If, all other things unchanged, consumer demand for neurosurgeons rises relative to that for general practitioners, the wages of neurosurgeons will rise relative to that of GPs.  The reason is that the marginal productivity of neurosurgeons will rise relative to that of GPs.  The same result will occur if, all other things unchanged, the number of GPs increases relative to that of neurosurgeons.  If the average productivity of physicians as a group rises over time, nothing in economic theory says that the productivity or the wages of all physicians must rise by equal amounts – by amounts equal to the rise in average physician productivity and average physician wages.  Indeed, nothing says that the wages of some kinds of physicians cannot fall even when average physician productivity is rising.

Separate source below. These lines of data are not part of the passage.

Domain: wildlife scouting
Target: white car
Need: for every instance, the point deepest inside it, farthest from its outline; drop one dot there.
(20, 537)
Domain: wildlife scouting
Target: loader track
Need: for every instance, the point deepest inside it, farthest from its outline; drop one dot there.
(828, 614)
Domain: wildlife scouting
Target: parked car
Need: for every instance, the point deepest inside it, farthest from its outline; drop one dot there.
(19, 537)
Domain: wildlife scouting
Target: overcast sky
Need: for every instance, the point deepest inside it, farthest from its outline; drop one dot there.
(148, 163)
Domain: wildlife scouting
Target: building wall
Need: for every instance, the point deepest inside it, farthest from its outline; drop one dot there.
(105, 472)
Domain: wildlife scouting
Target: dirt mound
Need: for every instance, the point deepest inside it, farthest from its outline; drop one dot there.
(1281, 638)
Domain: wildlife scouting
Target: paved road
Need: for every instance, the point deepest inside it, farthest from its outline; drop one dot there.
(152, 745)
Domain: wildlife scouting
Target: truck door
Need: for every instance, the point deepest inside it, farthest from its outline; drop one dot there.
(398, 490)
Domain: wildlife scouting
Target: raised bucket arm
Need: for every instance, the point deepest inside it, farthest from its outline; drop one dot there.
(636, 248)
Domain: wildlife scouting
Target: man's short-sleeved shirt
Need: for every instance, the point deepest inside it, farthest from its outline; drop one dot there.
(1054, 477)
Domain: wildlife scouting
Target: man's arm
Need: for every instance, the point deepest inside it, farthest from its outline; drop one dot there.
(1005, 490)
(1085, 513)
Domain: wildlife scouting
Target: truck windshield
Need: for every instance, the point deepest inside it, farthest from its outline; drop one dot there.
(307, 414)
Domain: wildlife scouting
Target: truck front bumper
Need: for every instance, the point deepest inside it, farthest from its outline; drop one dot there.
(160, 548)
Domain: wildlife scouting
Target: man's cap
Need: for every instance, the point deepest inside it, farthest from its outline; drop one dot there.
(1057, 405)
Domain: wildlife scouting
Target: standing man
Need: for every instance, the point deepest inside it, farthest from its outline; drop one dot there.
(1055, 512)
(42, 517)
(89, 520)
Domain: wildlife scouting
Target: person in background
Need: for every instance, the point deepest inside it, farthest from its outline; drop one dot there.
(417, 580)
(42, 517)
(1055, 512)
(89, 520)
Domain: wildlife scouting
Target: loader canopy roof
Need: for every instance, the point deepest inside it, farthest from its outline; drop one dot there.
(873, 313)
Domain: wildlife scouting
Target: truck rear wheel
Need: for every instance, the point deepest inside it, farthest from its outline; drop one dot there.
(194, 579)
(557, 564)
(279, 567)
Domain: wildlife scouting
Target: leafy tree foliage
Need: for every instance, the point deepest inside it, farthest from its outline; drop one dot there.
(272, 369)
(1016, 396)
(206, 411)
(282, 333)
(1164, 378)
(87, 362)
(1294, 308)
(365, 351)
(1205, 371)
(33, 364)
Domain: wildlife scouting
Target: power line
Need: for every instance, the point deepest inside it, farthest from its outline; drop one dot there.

What’s true for physicians is true for workers generally.  There’s absolutely no reason for Ms. Warren and you to conclude that the standard economic theory of wage determination is faulty, or fails to apply to low-skilled workers, simply because the wages of one kind of workers – the low-skilled – have not risen by as much as these wages would have risen had they been determined by the rise in average worker productivity.  What matters is marginal productivity of the particular kinds of workers in question.

Sincerely,
Donald J. Boudreaux
Professor of Economics
and
Martha and Nelson Getchell Chair for the Study of Free Market Capitalism at the Mercatus Center
George Mason University
Fairfax, VA  22030

Several other flaws infect Mr. D___’s and Ms. Warren’s economic analysis, but the letter above is quite long enough.